Iglesias no quiere ser segundo plato


Pedro Sánchez no quería un debate, y menos sin Abascal, porque sabía que era el que más tenía que perder. Y así ha sido. De los cuatro candidatos fue el más gris. No supo defender ni la gestión de estos diez meses de Gobierno ni mucho menos la continuidad de su proyecto. En un partido a doble vuelta, del presidente se podía esperar que jugara a la defensiva, intentando dejar la portería a cero. Pero no lo consiguió. En primer lugar, porque hay una evidencia irrefutable: en la historia de la democracia española al PSOE siempre le han tocado los ciclos económicos recesivos y el PP siempre ha llegado cuando el viento cambiaba de rumbo. Y, por tanto, las gráficas de Casado, en las que se comparaban cifras como la creación de empleo o el crecimiento del déficit público en los Gobiernos populares y los socialistas, se le hicieron muy cuesta arriba al presidente en el tramo inicial del debate.

En cambio, Sánchez tenía la oportunidad de defender con mucha más vehemencia sus viernes sociales, su Gobierno feminista, su capacidad para volver a unir el voto de la izquierda en torno al PSOE, incluso para reivindicarse como el último mohicano de la socialdemocracia europea.
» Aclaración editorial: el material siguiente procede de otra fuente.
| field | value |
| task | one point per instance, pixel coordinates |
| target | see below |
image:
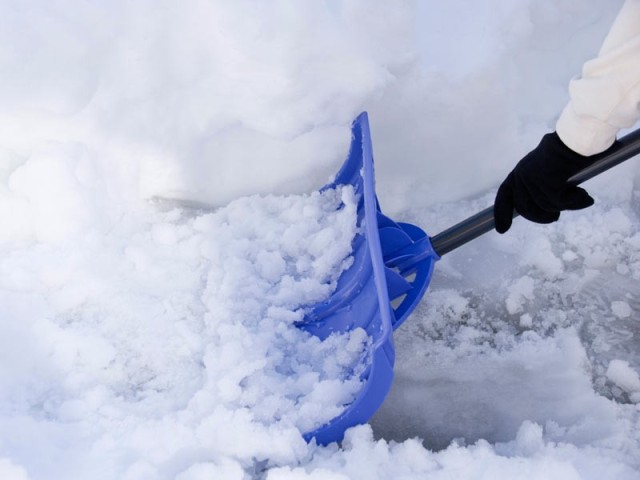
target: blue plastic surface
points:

Pero no lo hizo.

Y peor aún, no dejó claro que no tiene un pacto secreto con los independentistas catalanes, pese a que tuvo ocasión para hacerlo media docena de veces.

Tal parece que su plan inicial era agitar el fantasma de la extrema derecha y poner en el centro del debate a Abascal y la foto de Colón. Pero fracasó las dos o tres veces que lo intentó, hasta darse por vencido, porque ni siquiera su escudero Iglesias le echó una mano en ese tema.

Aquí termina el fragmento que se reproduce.